Calgarian Lori Hahnel's first
novel is in some ways a report from the pop-music sub-culture, following
the fortunes of an all-girl rock band. As such, it brings to mind another
recent novel about pop music, A Raw Mix of Carelessness and Longing,
by another Calgary writer, Cecilia Frey.
Like A Raw Mix, Love Minus
Zero is very much a love story told in the first person by a female
protagonist who falls head-over-heels for a charismatic guy. Where Frey's
Lilah joins up with Jamey as a musical twosome who follow their dream--at
least for a while--Hahnel's Kate Brandt has to be content with Niall
Graham's dropping in and out of her life.
Kate begins her story in 2006
at her friend Jude's wedding, where she sees Niall for the first time
in ages. Then she flashes back to her school days, circa 1979-80, when
she and Niall met at St. Dymphna--it "was supposed to be a jock school
[yet] there were all these people into music." (26)
Kate takes us through her adolescent
years in Calgary, living with her angry and drunken mother Carmen and
forming a band with three friends, a band they call Misclairol. It's
a time when punk is popular, but Kate's group likes the "poppy and sixties-influenced"
variation. "Bands like The Clash and The Buzzcocks, for instance, had
a way with a catchy tune and clever lyrics, didn't just scream obscenities
about Nazis and dead babies." (29) It's that modified punk that Misclairol
makes their own.
"I . . . had stage fright something
fierce the day of gigs," the likeable Kate tells us. "The weird thing
was, I was starting to find that once we got onstage and got going,
I enjoyed it more than I ever thought possible. I'd never imagined the
adrenalin rush I got from playing, and it was pretty addictive." (34)
Kate leaves home and moves into
a house Jude is looking after. She works part-time and postpones further
schooling as she writes songs and the band opens for headliners at venues
like The National and The Calgarian. Niall is also involved with a band,
and she and he become an item.
In one of their happier nights
together, as they're sharing a joint, Niall tells her that what he likes
about her is that she's "nice." Her reaction is a good summing-up of
herself: "That's just my problem. I'm terminally nice. I mean, what
do I have to do to be bad? I play in a rock band, I drink, I smoke drugs,
swear like a sailor, stay up all night and have sex with you whenever
I can. And I'm still a nice girl." (63)
Niall eventually heads east
to go to university. Despite her friends' warnings that he isn't worth
bothering with, Kate carries a torch for him.
Author Hahnel gives us some
vivid pictures of the places where rockers live. Here's one: "John lived
in a two-storey, three-bedroom house with three other guys, all in various
bands and in various states of employment and unemployment. Old tires
and plastic milk crates decorated their living-room. People constantly
came and went and played music in the basement. At John's it was hard
to tell a party from the usual state of affairs." (75)
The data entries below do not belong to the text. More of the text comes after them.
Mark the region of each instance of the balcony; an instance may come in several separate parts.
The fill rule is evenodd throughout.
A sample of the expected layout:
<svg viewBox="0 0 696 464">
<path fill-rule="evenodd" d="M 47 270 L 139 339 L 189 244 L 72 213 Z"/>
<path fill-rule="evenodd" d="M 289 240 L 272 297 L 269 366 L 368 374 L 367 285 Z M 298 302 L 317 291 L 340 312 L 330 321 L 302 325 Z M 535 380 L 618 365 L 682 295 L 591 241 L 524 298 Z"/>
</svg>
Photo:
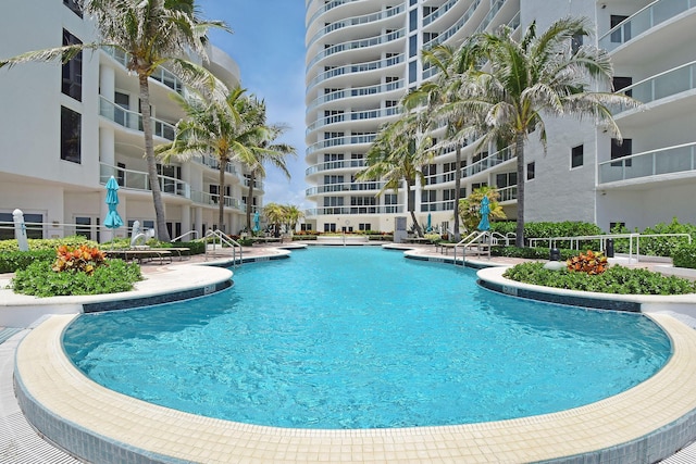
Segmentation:
<svg viewBox="0 0 696 464">
<path fill-rule="evenodd" d="M 102 50 L 107 52 L 111 58 L 121 63 L 123 67 L 128 67 L 128 60 L 130 55 L 123 50 L 115 49 L 113 47 L 103 47 Z M 157 80 L 171 88 L 177 93 L 184 95 L 184 83 L 182 79 L 176 77 L 171 71 L 166 71 L 164 67 L 158 67 L 150 78 Z"/>
<path fill-rule="evenodd" d="M 99 97 L 99 114 L 109 121 L 128 129 L 142 131 L 142 116 L 140 113 L 126 110 L 117 104 Z M 166 140 L 174 140 L 176 128 L 173 124 L 152 117 L 153 135 L 162 137 Z"/>
<path fill-rule="evenodd" d="M 327 214 L 403 214 L 406 206 L 402 204 L 387 204 L 374 206 L 324 206 L 306 211 L 308 217 Z"/>
<path fill-rule="evenodd" d="M 191 190 L 191 201 L 197 204 L 206 204 L 209 206 L 217 206 L 220 201 L 219 195 L 208 193 L 200 190 Z M 244 211 L 239 199 L 232 197 L 224 197 L 225 208 Z"/>
<path fill-rule="evenodd" d="M 328 58 L 332 54 L 339 53 L 347 50 L 359 50 L 368 47 L 376 47 L 378 45 L 389 43 L 394 40 L 398 40 L 406 36 L 405 29 L 395 30 L 393 33 L 384 34 L 377 37 L 371 37 L 369 39 L 356 40 L 347 43 L 338 43 L 327 49 L 323 49 L 316 53 L 314 58 L 307 63 L 307 70 L 310 70 L 313 65 L 319 63 L 324 58 Z"/>
<path fill-rule="evenodd" d="M 332 170 L 346 170 L 350 167 L 364 167 L 365 160 L 343 160 L 343 161 L 327 161 L 325 163 L 315 164 L 313 166 L 308 167 L 304 171 L 304 175 L 309 176 L 312 174 L 321 173 L 322 171 L 332 171 Z"/>
<path fill-rule="evenodd" d="M 347 114 L 333 114 L 327 117 L 322 117 L 321 120 L 315 121 L 313 124 L 310 124 L 307 127 L 307 134 L 310 134 L 311 131 L 330 124 L 337 124 L 346 121 L 378 120 L 382 117 L 389 117 L 398 114 L 401 114 L 400 106 L 384 108 L 382 110 L 356 111 L 353 113 Z"/>
<path fill-rule="evenodd" d="M 612 51 L 634 37 L 692 8 L 696 0 L 660 0 L 645 7 L 599 38 L 599 47 Z"/>
<path fill-rule="evenodd" d="M 696 174 L 696 143 L 684 143 L 599 163 L 599 185 L 666 174 Z M 655 179 L 657 180 L 657 179 Z"/>
<path fill-rule="evenodd" d="M 326 184 L 319 187 L 311 187 L 304 190 L 307 197 L 311 197 L 320 193 L 336 193 L 336 192 L 356 192 L 356 191 L 374 191 L 382 190 L 384 183 L 351 183 L 351 184 Z"/>
<path fill-rule="evenodd" d="M 696 61 L 683 64 L 621 89 L 621 93 L 649 103 L 696 88 Z M 620 111 L 618 111 L 620 112 Z"/>
<path fill-rule="evenodd" d="M 150 191 L 150 175 L 148 173 L 99 163 L 99 184 L 107 185 L 111 176 L 116 178 L 119 186 L 122 188 Z M 162 175 L 157 176 L 157 178 L 162 193 L 187 199 L 191 198 L 191 190 L 188 183 Z"/>
</svg>

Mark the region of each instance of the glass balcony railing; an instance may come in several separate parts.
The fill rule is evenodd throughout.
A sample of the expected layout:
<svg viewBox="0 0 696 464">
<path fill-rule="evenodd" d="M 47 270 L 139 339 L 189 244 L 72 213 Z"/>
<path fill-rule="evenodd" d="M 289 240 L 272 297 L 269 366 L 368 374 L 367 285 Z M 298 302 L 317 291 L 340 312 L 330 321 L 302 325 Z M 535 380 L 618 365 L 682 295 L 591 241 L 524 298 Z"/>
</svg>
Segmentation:
<svg viewBox="0 0 696 464">
<path fill-rule="evenodd" d="M 346 43 L 338 43 L 338 45 L 328 47 L 327 49 L 323 49 L 322 51 L 316 53 L 314 58 L 312 58 L 310 62 L 307 63 L 307 70 L 311 68 L 314 64 L 316 64 L 319 61 L 323 60 L 324 58 L 331 57 L 332 54 L 336 54 L 341 51 L 359 50 L 359 49 L 375 47 L 378 45 L 389 43 L 394 40 L 398 40 L 401 37 L 406 36 L 405 30 L 406 29 L 399 29 L 393 33 L 383 34 L 377 37 L 371 37 L 369 39 L 356 40 L 356 41 L 346 42 Z"/>
<path fill-rule="evenodd" d="M 599 47 L 612 51 L 634 37 L 678 14 L 696 8 L 696 0 L 659 0 L 622 21 L 599 38 Z"/>
<path fill-rule="evenodd" d="M 217 205 L 220 201 L 219 195 L 208 193 L 207 191 L 191 190 L 191 201 L 198 204 Z M 232 208 L 241 211 L 241 202 L 237 198 L 224 197 L 225 208 Z"/>
<path fill-rule="evenodd" d="M 123 127 L 142 131 L 142 116 L 140 116 L 140 113 L 119 106 L 101 96 L 99 97 L 99 114 Z M 153 117 L 152 129 L 157 137 L 174 140 L 176 128 L 173 124 Z"/>
<path fill-rule="evenodd" d="M 331 139 L 322 140 L 316 143 L 312 143 L 307 147 L 306 154 L 311 154 L 316 150 L 322 150 L 324 148 L 338 147 L 343 145 L 363 145 L 363 143 L 372 143 L 374 139 L 377 137 L 376 134 L 365 134 L 361 136 L 347 136 L 347 137 L 334 137 Z"/>
<path fill-rule="evenodd" d="M 696 88 L 696 61 L 666 71 L 621 89 L 621 93 L 649 103 L 673 95 Z M 621 112 L 618 110 L 617 113 Z"/>
<path fill-rule="evenodd" d="M 318 187 L 310 187 L 304 190 L 304 195 L 310 197 L 320 193 L 355 192 L 368 190 L 382 190 L 384 183 L 352 183 L 352 184 L 326 184 Z"/>
<path fill-rule="evenodd" d="M 696 143 L 668 147 L 599 163 L 599 184 L 696 171 Z"/>
<path fill-rule="evenodd" d="M 378 86 L 358 87 L 355 89 L 344 89 L 335 92 L 322 95 L 307 106 L 307 112 L 313 111 L 323 103 L 350 97 L 364 97 L 371 95 L 380 95 L 403 88 L 403 79 L 395 80 L 388 84 L 380 84 Z"/>
<path fill-rule="evenodd" d="M 345 170 L 350 167 L 364 167 L 365 160 L 343 160 L 343 161 L 327 161 L 325 163 L 315 164 L 313 166 L 308 167 L 304 171 L 306 175 L 311 175 L 315 173 L 321 173 L 322 171 L 331 171 L 331 170 Z"/>
<path fill-rule="evenodd" d="M 123 67 L 128 67 L 129 54 L 124 52 L 123 50 L 115 49 L 113 47 L 102 47 L 102 50 L 105 51 L 110 57 L 116 60 L 119 63 L 123 65 Z M 174 73 L 165 70 L 164 67 L 158 67 L 150 78 L 164 84 L 166 87 L 171 88 L 177 93 L 184 95 L 184 83 L 182 79 L 176 77 Z"/>
<path fill-rule="evenodd" d="M 376 13 L 368 14 L 364 16 L 355 16 L 341 21 L 336 21 L 335 23 L 328 24 L 319 33 L 316 33 L 314 37 L 310 39 L 307 47 L 311 47 L 312 45 L 314 45 L 314 42 L 316 42 L 316 40 L 324 37 L 328 33 L 333 33 L 334 30 L 343 29 L 344 27 L 359 26 L 361 24 L 376 23 L 377 21 L 386 20 L 397 14 L 403 13 L 403 11 L 405 5 L 400 4 L 388 10 L 378 11 Z"/>
<path fill-rule="evenodd" d="M 363 205 L 363 206 L 323 206 L 312 208 L 306 211 L 307 216 L 321 216 L 326 214 L 402 214 L 406 206 L 402 204 Z"/>
<path fill-rule="evenodd" d="M 111 176 L 116 178 L 119 186 L 122 188 L 150 190 L 150 176 L 148 173 L 99 163 L 99 183 L 105 185 Z M 157 176 L 157 178 L 162 193 L 191 198 L 191 189 L 188 183 L 162 175 Z"/>
<path fill-rule="evenodd" d="M 314 122 L 307 126 L 307 134 L 312 130 L 316 130 L 320 127 L 326 126 L 328 124 L 343 123 L 345 121 L 363 121 L 363 120 L 377 120 L 381 117 L 394 116 L 401 113 L 400 106 L 391 106 L 384 108 L 382 110 L 368 110 L 368 111 L 357 111 L 355 113 L 347 114 L 333 114 L 327 117 L 322 117 L 321 120 Z"/>
</svg>

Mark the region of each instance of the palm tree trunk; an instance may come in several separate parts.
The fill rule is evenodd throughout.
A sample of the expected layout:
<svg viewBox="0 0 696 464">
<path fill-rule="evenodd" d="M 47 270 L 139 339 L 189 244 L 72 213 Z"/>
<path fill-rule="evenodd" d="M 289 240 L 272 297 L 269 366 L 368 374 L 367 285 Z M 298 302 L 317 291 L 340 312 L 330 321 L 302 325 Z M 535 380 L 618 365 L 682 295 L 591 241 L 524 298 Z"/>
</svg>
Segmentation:
<svg viewBox="0 0 696 464">
<path fill-rule="evenodd" d="M 150 176 L 150 190 L 152 191 L 152 203 L 154 204 L 154 216 L 157 223 L 157 238 L 160 241 L 170 241 L 170 233 L 166 229 L 166 217 L 164 215 L 164 204 L 162 203 L 162 191 L 157 176 L 157 161 L 154 159 L 154 143 L 152 142 L 152 118 L 150 115 L 150 88 L 148 76 L 139 74 L 140 84 L 140 114 L 142 115 L 142 133 L 145 134 L 145 159 L 148 163 L 148 175 Z"/>
<path fill-rule="evenodd" d="M 249 174 L 249 190 L 247 191 L 247 230 L 251 234 L 251 209 L 253 208 L 253 180 L 256 171 L 251 170 Z"/>
<path fill-rule="evenodd" d="M 455 158 L 455 226 L 452 228 L 455 241 L 459 242 L 461 235 L 459 234 L 459 192 L 461 191 L 461 143 L 457 143 L 457 155 Z"/>
<path fill-rule="evenodd" d="M 515 244 L 524 247 L 524 133 L 514 136 L 514 155 L 518 159 L 518 227 Z"/>
<path fill-rule="evenodd" d="M 225 170 L 227 168 L 227 156 L 220 156 L 220 180 L 217 181 L 217 227 L 225 230 Z"/>
<path fill-rule="evenodd" d="M 419 237 L 423 237 L 423 230 L 421 229 L 421 226 L 418 224 L 418 220 L 415 218 L 415 193 L 411 196 L 411 187 L 413 187 L 414 185 L 415 181 L 413 179 L 406 179 L 406 202 L 409 213 L 411 213 L 411 221 L 413 221 L 413 228 L 415 229 L 415 234 Z"/>
</svg>

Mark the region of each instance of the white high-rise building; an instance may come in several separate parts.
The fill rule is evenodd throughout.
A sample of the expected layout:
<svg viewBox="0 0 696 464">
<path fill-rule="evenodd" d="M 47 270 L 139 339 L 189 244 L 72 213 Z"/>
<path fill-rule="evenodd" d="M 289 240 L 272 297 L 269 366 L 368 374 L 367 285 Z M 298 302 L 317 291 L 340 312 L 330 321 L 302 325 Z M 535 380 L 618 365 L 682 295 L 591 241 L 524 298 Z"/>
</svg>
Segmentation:
<svg viewBox="0 0 696 464">
<path fill-rule="evenodd" d="M 519 38 L 533 21 L 543 32 L 563 16 L 596 25 L 585 37 L 610 51 L 614 88 L 645 103 L 616 114 L 624 138 L 614 143 L 593 121 L 547 121 L 544 150 L 535 135 L 525 150 L 525 220 L 585 221 L 609 231 L 645 228 L 679 217 L 696 223 L 696 3 L 687 0 L 307 0 L 307 197 L 318 230 L 393 230 L 408 217 L 407 192 L 356 181 L 380 127 L 398 117 L 397 102 L 432 77 L 420 51 L 458 45 L 509 25 Z M 437 137 L 437 134 L 435 134 Z M 621 160 L 617 161 L 619 158 Z M 451 229 L 455 153 L 425 166 L 417 185 L 417 217 Z M 462 158 L 462 197 L 496 186 L 517 215 L 517 168 L 507 148 Z M 409 220 L 410 222 L 410 220 Z"/>
<path fill-rule="evenodd" d="M 5 0 L 0 17 L 0 58 L 96 40 L 95 24 L 84 18 L 72 0 Z M 211 47 L 204 65 L 228 86 L 240 81 L 237 64 Z M 12 223 L 20 209 L 33 237 L 85 235 L 109 240 L 100 225 L 107 215 L 104 185 L 114 176 L 119 213 L 130 226 L 139 221 L 153 228 L 136 76 L 125 57 L 109 50 L 85 51 L 66 65 L 17 64 L 0 70 L 0 226 Z M 165 68 L 150 78 L 154 143 L 173 140 L 184 116 L 170 98 L 184 92 L 182 80 Z M 219 192 L 217 164 L 212 156 L 158 166 L 160 187 L 172 238 L 209 228 L 236 234 L 245 226 L 247 181 L 244 166 L 227 167 L 225 191 Z M 217 224 L 217 202 L 225 202 L 224 224 Z M 258 196 L 258 197 L 257 197 Z M 258 183 L 252 205 L 262 203 Z M 126 227 L 115 230 L 124 237 Z M 0 238 L 13 237 L 0 227 Z M 189 234 L 184 240 L 190 240 Z"/>
</svg>

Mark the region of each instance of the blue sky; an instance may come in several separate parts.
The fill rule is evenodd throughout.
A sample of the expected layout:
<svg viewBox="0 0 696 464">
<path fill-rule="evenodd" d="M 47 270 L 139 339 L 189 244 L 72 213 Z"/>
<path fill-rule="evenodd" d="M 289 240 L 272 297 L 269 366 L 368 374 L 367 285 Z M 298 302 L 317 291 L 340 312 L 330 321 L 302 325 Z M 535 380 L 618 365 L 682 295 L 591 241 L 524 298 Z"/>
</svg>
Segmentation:
<svg viewBox="0 0 696 464">
<path fill-rule="evenodd" d="M 212 42 L 231 55 L 248 92 L 265 100 L 269 123 L 289 126 L 279 141 L 293 145 L 291 180 L 266 166 L 264 203 L 309 208 L 304 200 L 304 1 L 198 0 L 201 16 L 224 21 L 233 30 L 214 30 Z"/>
</svg>

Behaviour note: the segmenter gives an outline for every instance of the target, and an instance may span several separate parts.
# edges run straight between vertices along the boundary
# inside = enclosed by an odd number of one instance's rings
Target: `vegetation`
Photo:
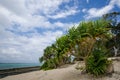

Misclairol gets something of
a break--a one-year contract in Tuktoyaktuk--and while there Kate has
a fling with a guy named James. Once the contract is over, Misclairol
breaks up, but the novel is still 70 pages from the end.
The demands of plot cause Hahnel
to descend into melodrama. She valiantly tries to make Kate's post-band
life interesting: Kate for a time accepts Jude's lesbian overtures;
Kate writes erotica and gets paid for it while she goes to university;
she falls for and marries a professor whom she soon leaves when he cheats
on her; she has miscarriages; her mother dies; her prostitute friend
Maggie kills herself; and Niall shows up when she least expects him.
These plot twists seem forced--an
author trying too hard. Perhaps the answer is simply to contrast Kate's
present-day life with her rock-band life and forget the in-between years.
Hahnel is at her best when she's
focusing on the rock-band scene, one she knows well because she was
a founding member of The Virgins, Calgary's first all-female rock band.